Henry Ernest Dudeney/Modern Puzzles/Magic Square Problems

Henry Ernest Dudeney: Modern Puzzles: Magic Square Problems

$171$ - An Irregular Magic Square

Here we have a perfect magic square composed of the numbers $1$ to $16$ inclusive.

$\qquad \begin{array}{|c|c|c|c|} \hline 1 & 14 & 7 & 12 \\ \hline 15 & 4 & 9 & 6 \\ \hline 10 & 5 & 16 & 3 \\ \hline 8 & 11 & 2 & 13 \\ \hline \end{array}$

The rows, columns, and two long diagonals all add up to $34$.

Now, supposing you were forbidden to use the two numbers $2$ and $15$, but allowed, in their place, to repeat any two numbers already used,

how would you construct your square so that rows, columns, and diagonals should still add up to $34$?

Your success will depend on which two numbers you select as substitutes for $2$ and $15$.

$172$ - A Magic Square Delusion

Here is a magic square of the fifth order.

$\qquad \begin{array}{|c|c|c|c|c|} \hline 17 & 24 & 1 & 8 & 15 \\ \hline 23 & 5 & 7 & 14 & 16 \\ \hline 4 & 6 & 13 & 20 & 22 \\ \hline 10 & 12 & 19 & 21 & 3 \\ \hline 11 & 18 & 25 & 2 & 9 \\ \hline \end{array}$

I have found that a great many people who have not gone very profoundly into these things believe that the central number in all squares of this order must be $13$.

One correspondent who had devoted years to amusing himself with this particular square was astounded when I told him that any number from $1$ to $25$ might be in the centre.

I will show that this is so.

Try to form such a magic square with $1$ in the central cell.

$173$ - Difference Squares

Can you rearrange the nine digits in the square so that in all the eight directions the difference between one of the digits and the sum of the remaining two shall always be the same?
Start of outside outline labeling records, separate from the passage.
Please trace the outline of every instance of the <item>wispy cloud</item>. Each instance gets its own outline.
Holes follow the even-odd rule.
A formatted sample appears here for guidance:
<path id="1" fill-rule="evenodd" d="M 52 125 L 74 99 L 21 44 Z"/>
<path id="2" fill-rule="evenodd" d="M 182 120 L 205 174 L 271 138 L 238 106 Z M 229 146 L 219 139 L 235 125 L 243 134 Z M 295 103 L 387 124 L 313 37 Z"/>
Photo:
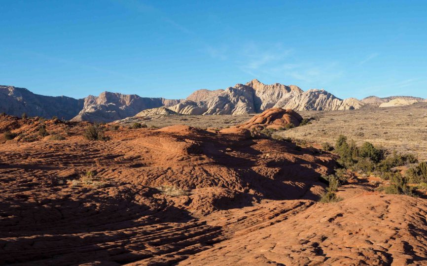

$\qquad \begin{array}{|c|c|c|} \hline 4 & 3 & 2 \\ \hline 7 & 1 & 9 \\ \hline 6 & 5 & 8 \\ \hline \end{array}$

In the example shown it will be found that all the rows and columns give the difference $3$:

(thus $4 + 2 - 3$, and $1 + 9 - 7$, and $6 + 5 - 8$, etc.),

but the two diagonals are wrong, because $8 - \paren {4 + 1}$ and $6 - \paren {1 + 2}$ is not allowed:

the sum of the two must not be taken from the single digit, but the single digit from the sum.

How many solutions are there?

$174$ - Swastika Magic Square

It is a magic square, the rows, columns, and two diagonals all adding up to $65$,

and all prime numbers that occur between $1$ and $25$

(viz. $1$, $2$, $3$, $5$, $7$, $11$, $13$, $17$, $19$, $23$)

are to be found in the swastika except $11$.

"This number," he says, "in occult lore is ominous and is associated with the eleven Curses of Ebal,

so it is just as well it does not come into this potent charm of good fortune."

He is clearly under the impression that $11$ cannot be got into the swastika with the other primes.

But in this he is wrong, and the reader may like to try to reconstruct the square

so that the swastika contains all the prime numbers

and yet forms a correct magic square, for it is quite possible.

$175$ - Is it Very Easy?

Here is a simple magic square, the three columns, three rows, and two diagonals adding up to $72$.

$\qquad \begin{array}{|c|c|c|} \hline 27 & 20 & 25\\ \hline 22 & 24 & 26 \\ \hline 23 & 28 & 21 \\ \hline \end{array}$

The puzzle is to convert it into a multiplying magic square,

in which the numbers in all the eight lines if multiplied together give the same product in every case.

You are not allowed to change, or add to, any of the figures in a cell

or use any arithmetical sign whatever!

But you may shift the two figures within a cell.

Thus, you may write $27$ as $72$, if you like.